On Friday, the US-led coalition had launched airstrikes near Kobani killing at least five members of the Islamic State group, according to the Observatory.

 

Nawaf Khalil, a spokesman for Syria's leading Kurdish Democratic Union Party, or PYD, said the coalition airstrikes near Kobani had a "positive effect" and that the militants had failed to capture a strategic hill overlooking the town after five attacks.

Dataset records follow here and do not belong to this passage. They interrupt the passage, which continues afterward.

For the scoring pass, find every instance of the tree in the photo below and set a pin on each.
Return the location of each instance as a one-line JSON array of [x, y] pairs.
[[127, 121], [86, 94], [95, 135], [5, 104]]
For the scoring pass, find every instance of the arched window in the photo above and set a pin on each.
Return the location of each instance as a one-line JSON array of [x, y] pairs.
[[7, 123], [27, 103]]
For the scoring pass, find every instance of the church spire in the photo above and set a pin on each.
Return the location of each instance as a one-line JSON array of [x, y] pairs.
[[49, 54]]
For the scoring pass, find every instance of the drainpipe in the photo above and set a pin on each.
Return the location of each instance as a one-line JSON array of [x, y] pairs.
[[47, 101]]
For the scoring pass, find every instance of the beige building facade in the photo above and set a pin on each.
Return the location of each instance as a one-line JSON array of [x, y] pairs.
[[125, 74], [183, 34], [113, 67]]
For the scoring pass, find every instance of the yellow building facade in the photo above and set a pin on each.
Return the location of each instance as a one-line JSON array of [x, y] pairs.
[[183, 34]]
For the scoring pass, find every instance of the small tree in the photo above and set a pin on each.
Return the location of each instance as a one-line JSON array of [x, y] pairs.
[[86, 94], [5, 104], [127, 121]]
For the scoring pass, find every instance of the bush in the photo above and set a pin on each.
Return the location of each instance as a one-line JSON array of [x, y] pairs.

In Turkey, a senior special forces police officer was wounded in the head from stray shrapnel from the fighting in Kobani, reported the private Dogan news agency. There was no immediate official confirmation of the incident. The news agency said the officer was being treated in hospital.

 

Also on the Turkish side, a group of about 200 activists marched toward the border with Syria on Saturday, chanting slogans in support of the Kurdish fighters in Kobani. Turkish troops stopped the group about 50 meters from the border, then fired tear gas to push them away from the frontier.

 

Swift offensives by Islamic State since June have sent shockwaves through the region and prompted the United States and its allies to carry out a series of bombing raids to halt the insurgents' rapid advance.

 

Rami Abdelrahman, who runs the Syrian Observatory for Human Rights, said several hundred people had been killed on both sides since the assault on Kobani started two weeks ago.

 

The rumble of artillery could be heard on both the eastern and western flanks of the town on Saturday but the barrage was less intense than on the previous day, a witness said.

 

Coalition warplanes destroyed one insurgent vehicle and killed five fighters during raids in the countryside to the east and south of Kobani on Friday night, the observatory said. Ten Kurdish fighters were also killed in heavy fighting that carried on long into the night.

 

Angry Erdogan

Turkey has so far taken a back-seat in the fight against Islamic State, who until last month held 46 Turks as hostages.

 

But their release and a decision by parliament to renew a mandate allowing Turkish troops to intervene in Syria and Iraq has raised the prospect of a more active role by Turkey.

 

Erdogan on Saturday warned against any attack on Turkish soldiers stationed at Suleyman Shah's tomb, a Turkish exclave in Syria now entirely surrounded by Islamic State fighters.

 

"If anything happens there we cannot hesitate, and everything will change," he said.

 

He also reacted angrily to comments made by Biden in which the US vice president said Turkey and other regional countries had been so determined to topple Syrian President Bashar Assad that they had supported extremist groups including al-Qaeda and al-Nusra Front.

 

"If Biden has used such expressions, then Biden is history for me from now on," an irate Erdogan said, demanding an apology.

 

He denied Turkey had given assistance to any hardline militant group or allowed foreign fighters to cross the border.

 

Biden's comments in an address to Harvard University students on Thursday were the strongest yet from a senior US official on Turkey's alleged support for Islamist groups in Syria's three-year-old civil war. Erdogan has repeatedly called for the Assad government to be ousted.

 

"They poured hundreds of millions of dollars and tens of thousands of tons of weapons into anyone who would fight against Assad," Biden said. "Except that the people who were being supplied were al-Nusra and al-Qaeda and the extremist elements of jihadis coming from other parts of the world."